D’après Mme Symes, si un agent de santé et de sécurité ne satisfait pas une de ces exigences fondamentales d’une enquête, l’enquête est alors teintée de partialité ou fondamentalement erronée. C’est exactement comme si l’enquête n’avait jamais eu lieu.

[32] Mme Symes a convenu que les agents d’appel examinent habituellement les dossiers présentés par les agents de santé et de sécurité comme fondement de l’appel. Elle a néanmoins soutenu que l’intention du Parlement devait être d’autoriser un agent d’appel à prendre un nouveau départ dans son examen du cas compte tenu des vastes pouvoirs qui lui sont conférés en vertu des articles 141 et 146.2 du Code. Le paragraphe 141.(1) et l’article 146.2 du Code stipulent :

141.(1) Dans l’exercice de ses fonctions et sous réserve de l’article 143.2, l’agent de santé et de sécurité peut, à toute heure convenable, entrer dans tout lieu de travail placé sous l’entière autorité d’un employeur. En ce qui concerne tout lieu de travail en général, il peut :

a) effectuer des examens, essais, enquêtes et inspections ou ordonner à l’employeur de les effectuer;

b) procéder, aux fins d’analyse, à des prélèvements de matériaux ou substances ou de tout agent biologique chimique ou physique;

c) apporter le matériel ou se faire accompagner ou assister par les personnes qu’il estime nécessaires;

d) emporter, aux fins d’essais ou d’analyses, toute pièce de matériel ou d’équipement lorsque les essais ou analyses ne peuvent raisonnablement être réalisés sur place;

e) prendre des photographies et faire des croquis;

f) ordonner à l’employeur de faire en sorte que tel endroit ou tel objet ne soit pas dérangé pendant un délai raisonnable en attendant l’examen, l’essai, l’enquête ou l’inspection qui s’y rapporte;

g) ordonner à toute personne de ne pas déranger tel endroit ou tel objet pendant un délai raisonnable en attendant l’examen, l’essai, l’enquête ou l’inspection qui s’y rapporte;

h) ordonner à l’employeur de produire des documents et des renseignements afférents à la santé et à la sécurité de ses employés ou à la sécurité du lieu lui-même et de lui permettre de les examiner et de les reproduire totalement ou partiellement;

i) ordonner à l’employeur ou à un employé de faire ou de fournir des déclarations – en la forme et selon les modalités qu’il peut préciser – à propos des conditions de travail, du matériel et de l’équipement influant sur la santé ou la sécurité des employés;

j) ordonner à l’employeur ou à un employé, ou à la personne que désigne l’un ou l’autre, selon le cas, de l’accompagner lorsqu’il se trouve dans le lieu de travail;

k) avoir des entretiens privés avec toute personne, celle-ci pouvant, à son choix, être accompagnée d’un représentant syndical ou d’un conseiller juridique.

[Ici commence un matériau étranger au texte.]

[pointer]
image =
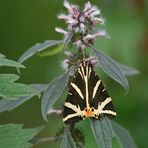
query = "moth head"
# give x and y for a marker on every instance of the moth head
(90, 112)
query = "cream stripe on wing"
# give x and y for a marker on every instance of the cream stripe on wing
(108, 112)
(73, 107)
(77, 90)
(70, 116)
(96, 88)
(104, 103)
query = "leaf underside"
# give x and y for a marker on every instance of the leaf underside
(51, 94)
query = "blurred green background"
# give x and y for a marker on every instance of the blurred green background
(26, 22)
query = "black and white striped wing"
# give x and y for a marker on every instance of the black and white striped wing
(87, 96)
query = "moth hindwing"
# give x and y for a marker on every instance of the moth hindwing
(87, 97)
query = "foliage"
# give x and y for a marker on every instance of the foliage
(82, 36)
(14, 136)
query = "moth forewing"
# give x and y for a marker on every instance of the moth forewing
(87, 96)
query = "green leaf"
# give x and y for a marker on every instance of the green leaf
(111, 68)
(103, 132)
(7, 104)
(1, 55)
(51, 52)
(14, 136)
(67, 141)
(123, 136)
(37, 48)
(127, 70)
(67, 40)
(8, 78)
(10, 63)
(53, 91)
(11, 90)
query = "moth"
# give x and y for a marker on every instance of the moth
(87, 97)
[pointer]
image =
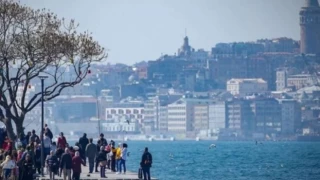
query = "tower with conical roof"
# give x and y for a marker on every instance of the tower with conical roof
(185, 49)
(310, 27)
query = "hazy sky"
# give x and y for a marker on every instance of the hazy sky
(136, 30)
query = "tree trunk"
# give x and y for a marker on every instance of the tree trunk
(19, 128)
(10, 133)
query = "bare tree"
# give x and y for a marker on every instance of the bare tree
(33, 43)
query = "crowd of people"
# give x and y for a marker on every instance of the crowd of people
(22, 160)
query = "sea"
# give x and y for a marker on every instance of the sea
(193, 160)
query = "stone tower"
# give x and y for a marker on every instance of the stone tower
(310, 27)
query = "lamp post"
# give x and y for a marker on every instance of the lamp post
(42, 122)
(97, 111)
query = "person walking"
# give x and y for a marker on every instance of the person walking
(102, 160)
(123, 158)
(7, 166)
(77, 161)
(91, 152)
(83, 141)
(52, 165)
(46, 143)
(62, 141)
(102, 142)
(26, 166)
(146, 163)
(118, 157)
(66, 164)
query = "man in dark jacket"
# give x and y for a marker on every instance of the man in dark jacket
(91, 152)
(102, 142)
(66, 164)
(34, 138)
(146, 163)
(83, 141)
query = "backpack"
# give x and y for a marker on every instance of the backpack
(50, 133)
(147, 160)
(53, 161)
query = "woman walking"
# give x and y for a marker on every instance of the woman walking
(8, 165)
(123, 158)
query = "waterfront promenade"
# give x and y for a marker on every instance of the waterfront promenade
(96, 176)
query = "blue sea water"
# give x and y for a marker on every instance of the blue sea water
(229, 160)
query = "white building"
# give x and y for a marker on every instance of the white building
(151, 113)
(290, 116)
(243, 87)
(178, 117)
(116, 114)
(163, 119)
(200, 117)
(217, 115)
(181, 114)
(281, 79)
(299, 81)
(121, 127)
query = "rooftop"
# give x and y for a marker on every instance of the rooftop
(259, 80)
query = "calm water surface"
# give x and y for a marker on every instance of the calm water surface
(229, 160)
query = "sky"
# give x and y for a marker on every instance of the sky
(142, 30)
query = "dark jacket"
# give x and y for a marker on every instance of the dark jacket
(102, 156)
(146, 160)
(66, 161)
(34, 138)
(26, 170)
(91, 150)
(83, 141)
(101, 142)
(76, 164)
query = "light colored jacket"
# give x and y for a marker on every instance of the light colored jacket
(124, 154)
(8, 165)
(91, 150)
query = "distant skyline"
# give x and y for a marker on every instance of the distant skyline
(140, 30)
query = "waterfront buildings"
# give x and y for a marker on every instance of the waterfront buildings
(290, 116)
(243, 87)
(217, 115)
(310, 27)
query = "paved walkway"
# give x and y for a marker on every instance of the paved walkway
(96, 176)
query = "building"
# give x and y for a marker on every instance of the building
(75, 108)
(290, 116)
(179, 119)
(131, 127)
(243, 87)
(201, 117)
(239, 115)
(267, 115)
(181, 114)
(155, 111)
(217, 115)
(163, 119)
(299, 81)
(122, 114)
(310, 27)
(281, 81)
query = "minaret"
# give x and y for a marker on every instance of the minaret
(310, 27)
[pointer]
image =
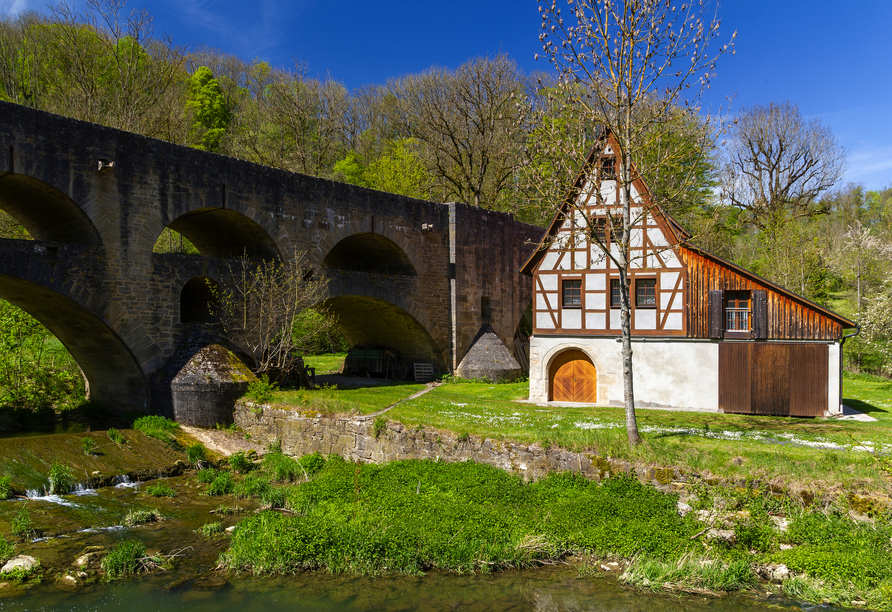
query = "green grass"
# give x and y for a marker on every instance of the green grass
(327, 363)
(411, 516)
(724, 445)
(331, 400)
(157, 427)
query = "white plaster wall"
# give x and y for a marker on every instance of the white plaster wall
(668, 373)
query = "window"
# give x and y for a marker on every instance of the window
(738, 308)
(646, 293)
(608, 168)
(572, 292)
(615, 295)
(486, 307)
(599, 230)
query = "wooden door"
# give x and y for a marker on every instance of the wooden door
(778, 379)
(573, 378)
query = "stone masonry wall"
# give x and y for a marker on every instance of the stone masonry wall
(303, 432)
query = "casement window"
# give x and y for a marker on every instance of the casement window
(738, 314)
(607, 170)
(645, 293)
(616, 300)
(571, 290)
(738, 311)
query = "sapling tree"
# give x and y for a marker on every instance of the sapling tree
(632, 67)
(259, 305)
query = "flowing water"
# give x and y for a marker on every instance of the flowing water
(543, 590)
(70, 524)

(2) L’agent peut donner à l’employeur ou à l’employé les ordres prévus au paragraphe (1) même s’il ne se trouve pas physiquement sur le lieu de travail.

146.2 Dans le cadre de la procédure prévue au paragraphe 146.1(1), l’agent d’appel peut :

a) convoquer des témoins et les contraindre à comparaître sous serment, oralement ou par écrit, ainsi qu’à produire les documents et les pièces qu’il estime nécessaires pour lui permettre de rendre sa décision;

b) faire prêter serment et recevoir des affirmations solennelles;

c) recevoir sous serment, par voie d’affidavit ou sous une autre forme, tous témoignages et renseignements qu’il juge indiqués, qu’ils soient admissibles ou non en justice;

d) procéder, s’il le juge nécessaire, à l’examen de dossiers ou registres et à la tenue d’enquêtes;

e) suspendre ou remettre la procédure à tout moment;

f) abréger ou proroger les délais applicables à l’introduction de la procédure, à l’accomplissement d’un acte, au dépôt d’un document ou à la présentation d’éléments de preuve;

g) en tout état de cause, accorder le statut de partie à toute personne ou tout groupe qui, à son avis, a essentiellement les mêmes intérêts qu’une des parties et pourrait être concerné par la décision;

h) fixer lui-même sa procédure, sous réserve de la double obligation de donner à chaque partie la possibilité de lui présenter des éléments de preuve et des observations, d’une part, et de tenir compte de l’information contenue dans le dossier, d’autre part;

i) trancher toute affaire ou question sans tenir d’audience;

j) ordonner l’utilisation de modes de télécommunications permettant aux parties et à lui-même de communiquer les uns avec les autres simultanément.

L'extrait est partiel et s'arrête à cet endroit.